Estimating $n_0$ such that $f^n (x) \in [1+2\sigma, \infty)$, $\forall\ n>n_0$. Where $f(x) = x^3 + \frac{2}{3 \sqrt{3}} + \varepsilon$.

Question

Let $\varepsilon>0$ be a real number and $f_{\varepsilon}:\mathbb{R}\to \mathbb{R}$ be the smooth map $$f_\varepsilon(x) = x^3 + \frac{2}{3\sqrt 3} + \varepsilon. $$ Besides that consider the dynamical system $$\Phi_{\varepsilon}(n,x) = f^{n}_{\varepsilon}(x). $$

It is easy to see that the function $f_{\varepsilon}$ has only one fixed point $x^*<0$ and such fixed point is repelling. Moreover, for every $x>0$ it is also easy to see that $\Phi_\varepsilon (n,x)\to \infty$, when $n\to \infty$.

My question Let $\varepsilon,\sigma,x>0$ be real numbers. Is it possible to exhibit an estimate $n(\sigma,x,\varepsilon)$, such that $\forall$ $n>n(\sigma,x,\varepsilon)$, $$\Phi_\varepsilon (n,x) \in [1+2\sigma,\infty]\ \ \ \ \ \ \ \ \ \ ? $$

Answer 1

For $x>0$, the minimum of $g_\epsilon(x) = f_\epsilon(x)-x$ is attained at $x=\frac{1}{\sqrt3}$ and its value is equal to $\epsilon$. Therefore,

$$f_\epsilon(x)\ge x +\epsilon$$ for $x >0$.

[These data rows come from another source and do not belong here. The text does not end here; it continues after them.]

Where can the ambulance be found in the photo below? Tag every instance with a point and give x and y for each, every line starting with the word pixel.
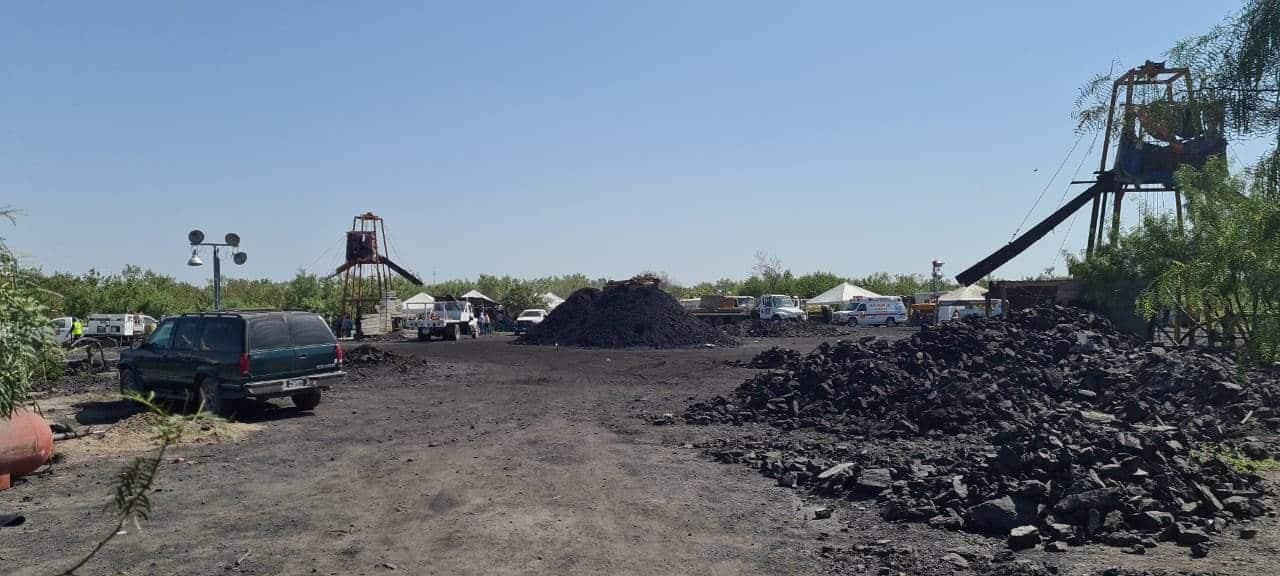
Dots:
pixel 882 310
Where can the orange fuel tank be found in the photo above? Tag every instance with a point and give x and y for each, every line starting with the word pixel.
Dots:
pixel 26 444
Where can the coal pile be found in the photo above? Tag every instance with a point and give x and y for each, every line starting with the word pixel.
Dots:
pixel 368 353
pixel 757 328
pixel 622 316
pixel 1047 428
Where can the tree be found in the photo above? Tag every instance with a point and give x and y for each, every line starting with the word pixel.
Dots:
pixel 1228 278
pixel 27 348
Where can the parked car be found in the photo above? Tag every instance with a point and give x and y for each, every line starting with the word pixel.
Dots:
pixel 222 357
pixel 528 319
pixel 447 319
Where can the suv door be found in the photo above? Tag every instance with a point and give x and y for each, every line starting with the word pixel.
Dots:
pixel 182 359
pixel 149 360
pixel 270 350
pixel 315 350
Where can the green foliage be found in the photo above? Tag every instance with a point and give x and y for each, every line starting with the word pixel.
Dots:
pixel 133 484
pixel 1239 64
pixel 27 347
pixel 1230 277
pixel 1239 462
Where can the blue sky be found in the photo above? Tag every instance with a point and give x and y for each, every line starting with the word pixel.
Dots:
pixel 548 137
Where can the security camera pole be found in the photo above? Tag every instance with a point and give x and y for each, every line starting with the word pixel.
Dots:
pixel 231 240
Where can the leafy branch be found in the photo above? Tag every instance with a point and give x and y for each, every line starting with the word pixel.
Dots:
pixel 133 484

Based on this inequality, you get by induction $$\Phi_\epsilon(n,x) \ge n\epsilon$$

And you’re done by picking $$n(\sigma, x, \epsilon)=\frac{1+2\sigma}{\epsilon}$$

Note: this is a very coarse value. It can be refined with deeper analysis of the problem.